“Oh, laws!” said the cook, “when it comes to that, mum, none of us has nothing to do here.”
“That is as you please, and as Mr.—as the heir pleases,” Miss Susan said, making a pause before the last words. Her cheek colored, her blue eyes grew warm with the new life and energy in her. She went out of the kitchen with a certain swell of anticipated triumph in her whole person. Mr. Farrel-Austin should soon discover that he was not to have everything his own way. Probably she would find he had deceived the old man at Bruges, that these poor people knew nothing about the true value of what they were relinquishing. Curiously enough, it never occurred to her, to lessen her exhilaration, that to leave the house of her fathers to an old linen-draper from the Low-Countries would be little more agreeable than to leave it to Farrel-Austin—nay, even as Everard had suggested to her, that Farrel-Austin, as being an English gentleman, was much more likely to do honor to the old house than a foreigner of inferior position, and ideas altogether different from her own. She thought nothing of this; she ignored herself, indeed, in the matter, which was a thing she was pleased to think of afterward, and which gave her a little consolation—that is, she thought of herself only through Farrel-Austin, as the person most interested in, and most likely to be gratified by, his downfall.
As the day wore on and the sun got round and blazed on the south front of the house, she withdrew to the porch, as on the former day, and sat there enjoying the coolness, the movement of the leaves, the soft, almost imperceptible breeze. She was more light-hearted than on the previous day when poor Herbert was in her mind, and when nothing but the success of her adversary seemed possible. Now it seemed to her that a new leaf was turned, a new chapter commenced.
Thus the day went on. In the afternoon she had one visitor, and only one, the vicar, Mr. Gerard, who came by the north gate, as her visitors yesterday had done, and crossed the lawn to the porch with much less satisfaction of mind than Miss Susan had to see him coming.
“Of course you know what has brought me,” he said at once, seating himself in a garden-chair which had been standing outside on the lawn, and which he brought in after his first greeting. “This chantry of your sister’s is a thing I don’t understand, and I don’t know how I can consent to it. It is alien to all the customs of the time. It is a thing that ought to have been built three hundred years ago, if at all. It will be a bit of bran new Gothic, a thing I detest; and in short I don’t understand it, nor what possible meaning a chantry can have in these days.”
“Neither do I,” said Miss Susan smiling, “not the least in the world.”
“If it is meant for masses for the dead,” said Mr. Gerard—“some people I know have gone as far as that—but I could not consent to it, Miss Austin. It should have been built three hundred years ago, if at all.”

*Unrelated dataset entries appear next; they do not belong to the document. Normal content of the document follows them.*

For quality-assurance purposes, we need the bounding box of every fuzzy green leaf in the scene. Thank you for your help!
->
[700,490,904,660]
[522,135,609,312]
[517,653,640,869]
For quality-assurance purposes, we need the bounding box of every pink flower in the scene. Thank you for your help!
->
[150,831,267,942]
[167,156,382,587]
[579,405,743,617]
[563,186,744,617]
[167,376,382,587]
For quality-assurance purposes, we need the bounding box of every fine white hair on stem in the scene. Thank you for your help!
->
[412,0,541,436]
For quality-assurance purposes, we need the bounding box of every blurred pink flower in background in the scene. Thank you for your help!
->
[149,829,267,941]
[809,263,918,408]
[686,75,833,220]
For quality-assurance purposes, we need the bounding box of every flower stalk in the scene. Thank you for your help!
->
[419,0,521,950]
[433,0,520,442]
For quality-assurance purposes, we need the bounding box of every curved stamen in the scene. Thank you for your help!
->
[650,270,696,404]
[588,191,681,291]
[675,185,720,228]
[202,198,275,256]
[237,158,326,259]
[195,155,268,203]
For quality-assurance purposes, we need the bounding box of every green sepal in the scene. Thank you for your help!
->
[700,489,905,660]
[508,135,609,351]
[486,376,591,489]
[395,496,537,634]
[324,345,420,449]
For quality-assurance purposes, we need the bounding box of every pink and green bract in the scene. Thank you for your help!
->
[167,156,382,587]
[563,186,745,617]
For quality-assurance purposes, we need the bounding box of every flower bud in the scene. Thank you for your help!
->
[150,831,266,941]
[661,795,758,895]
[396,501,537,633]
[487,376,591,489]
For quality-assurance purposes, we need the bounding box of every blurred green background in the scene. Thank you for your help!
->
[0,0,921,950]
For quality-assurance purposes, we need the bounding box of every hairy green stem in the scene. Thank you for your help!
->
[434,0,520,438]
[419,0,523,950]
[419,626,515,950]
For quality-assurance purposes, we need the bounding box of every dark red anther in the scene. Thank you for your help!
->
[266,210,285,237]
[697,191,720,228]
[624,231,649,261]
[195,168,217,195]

“Augustine could not have built it three hundred years ago,” said Miss Susan, “for the best of reasons. My own opinion is, between ourselves, that had she been born three hundred years ago she would have been a happier woman; but neither she nor I can change that.”
“That is not the question,” said the vicar. He was a man with a fine faculty for being annoyed. There was a longitudinal line in his forehead between his eyes, which was continually moving, marking the passing irritations which went and came, and his voice had a querulous tone. He was in the way of thinking that everything that happened out of the natural course was done to annoy him specially, and he felt it a personal grievance that the Austin chantry had not been built in the sixteenth century. “There might have been some sense in it then,” he added, “and though art was low about that time, still it would have got toned down, and been probably an ornament to the church; but a white, staring, new thing with spick and span pinnacles! I do not see how I can consent.”
“At all events,” said Miss Susan, showing the faintest edge of claw under the velvet of her touch, “no one can blame you at least, which I think is always a consolation. I have just been going over the accounts for the restoration of the chancel, and I think you may congratulate yourself that you have not got to pay them. Austine would kill me if she heard me, but that is one good of a lay rector. I hope you won’t oppose her, seriously, Mr. Gerard. It is not masses for the dead she is thinking of. You know her crotchets. My sister has a very fine mind when she is roused to exert it,” Miss Susan said with a little dignity, “but it is nonsense to deny that she has crotchets, and I hope you are too wise and kind to oppose her. The endowment will be good, and the chantry pretty. Why, it is by Sir Gilbert Scott.”